Voici une liste de grandes expositions pour répondre à ceux qui prétendent qu’il n’y a pas d’expositions de qualité en Italie : Moroni à Milan, Pierre Huyghe à Venise, les préraphaélites à Forlì, Toulouse-Lautrec à Rovigo, Masolino à Empoli, Pier Francesco Foschi à Florence, Hendrick ter Brugghen à Modène, El Greco à Milan, Morandi à Milan, Luca Giordano à Florence, Perugino à Pérouse, Urbano VIII à Rome, Ercole de’ Roberti et Lorenzo Costa à Ferrare. En d’autres termes, une douzaine d’expositions importantes, sérieuses, rigoureuses, moyennes et grandes que nous avons pu voir en Italie au cours de l’année écoulée. Et je suis sûr d’en oublier, mais peu importe : je pense que cette liste suffit déjà à dissiper le mythe d’une Italie où les expositions importantes sont de rares exceptions, dépoussiéré hier par Vincenzo Trione dans un article du Corriere. “Deux minutes pour lire”, prévient la version en ligne du journal : deux minutes pour lire un Trione qui, sans même donner d’exemple, déplore la prétendue existence de “différences évidentes entre le système d’expositions organisé en Italie et le modèle français”. En outre, nous découvrons aujourd’hui qu’il existe un modèle d’exposition français composé d’expositions “planifiées longtemps à l’avance, organisées par des universitaires ayant une solide expérience, fruit d’années de recherche, rigoureuses et, en même temps, surprenantes, avec des peintures provenant d’importantes collections internationales”. En d’autres termes, les mêmes hypothèses sur lesquelles les expositions de la liste ci-dessus étaient basées (à l’exception de Pierre Huyghe qui ne peint pas et n’a donc pas exposé de “peintures”).
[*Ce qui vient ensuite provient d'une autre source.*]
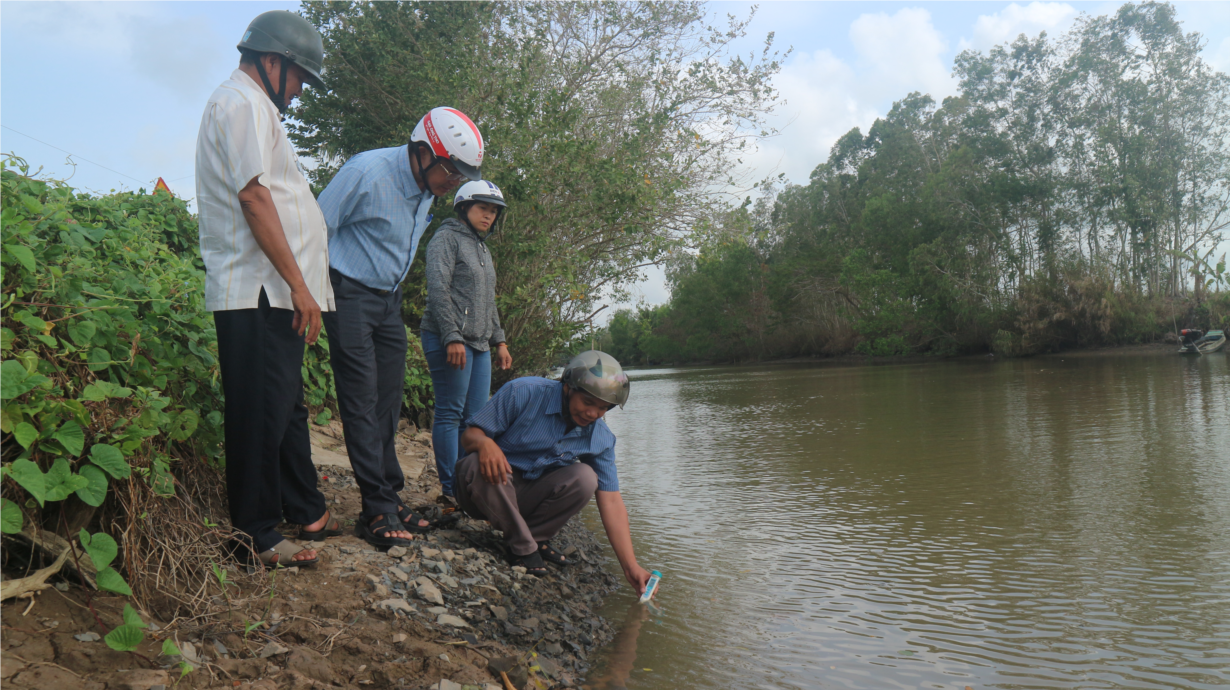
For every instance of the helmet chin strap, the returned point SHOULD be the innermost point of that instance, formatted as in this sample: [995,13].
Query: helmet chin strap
[279,96]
De deux choses l’une : soit nous suivons en Italie un modèle français depuis longtemps sans le savoir, soit Trione nourrit ses lecteurs de l’un des nombreux clichés sur l’art. Après “aridatece la Gioconda”, après “les pyramides ont été construites par des extraterrestres”, après “les dépôts des musées regorgent de chefs-d’œuvre”, après “l’Italie ne pourrait vivre que du tourisme”, on peut aisément ajouter à la liste des sempiternels pon cifs du qualunquisme artistique l’éternel “les expositions italiennes sont pires que les françaises”. Pour Trione, la réponse que nous avons donnée il y a quelques mois à Nicola Lagioia, qui tenait les mêmes propos, s’applique : nous renvoyons le lecteur à cet article pour savoir si les expositions en Italie sont vraiment si nulles.
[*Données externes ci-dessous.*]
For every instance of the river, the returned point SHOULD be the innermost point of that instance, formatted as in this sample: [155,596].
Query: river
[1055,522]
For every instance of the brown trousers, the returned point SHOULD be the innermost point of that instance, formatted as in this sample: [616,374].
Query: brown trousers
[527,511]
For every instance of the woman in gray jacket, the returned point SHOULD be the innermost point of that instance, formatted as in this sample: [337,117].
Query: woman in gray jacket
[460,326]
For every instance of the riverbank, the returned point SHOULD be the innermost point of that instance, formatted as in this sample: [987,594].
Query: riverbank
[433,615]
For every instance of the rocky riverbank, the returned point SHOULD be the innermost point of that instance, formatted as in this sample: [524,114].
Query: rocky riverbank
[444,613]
La nouveauté, si l’on peut parler de nouveauté, est que pour Trione la dichotomie semble être entre les expositions “définitives”, comme il les appelle (ou les expositions “incontournables”, pour utiliser un autre de ses adjectifs), et les “petits monstres”, ou les “événements de prêt-à-porter”, qui sont les “événements” de l’“exposition”.C’est-à-dire les "événements prêt-à-porter“ condamnés ”à être consommés dans l’indifférence“, qui ”reproduisent les célébrités habituelles sans dévoiler leurs côtés peu fouillés, en présentant des œuvres le plus souvent d’origine unique“. On ne sait pas lesquelles, l’article de Trione n’en indique même pas la moitié : le lecteur doit se contenter de la réponse et, s’il le souhaite vraiment, le laisser enquêter par lui-même. Mais y a-t-il vraiment un dualisme entre les expositions ”incontournables" et les monstruosités, sans rien entre les deux ? S’il faut vraiment être aussi rigide et admettre une division unique entre les projets incontournables et les projets bâclés, il convient peut-être de se poser une question : dans quelle catégorie placer la version XL de la Vénus de chiffons que Trione a donnée en pâture aux Napolitains l’année dernière ? Personnellement, j’ai beaucoup de mal à le considérer comme un projet définitif ou incontournable. Si c’est le cas, je dirais que le cercle est réduit.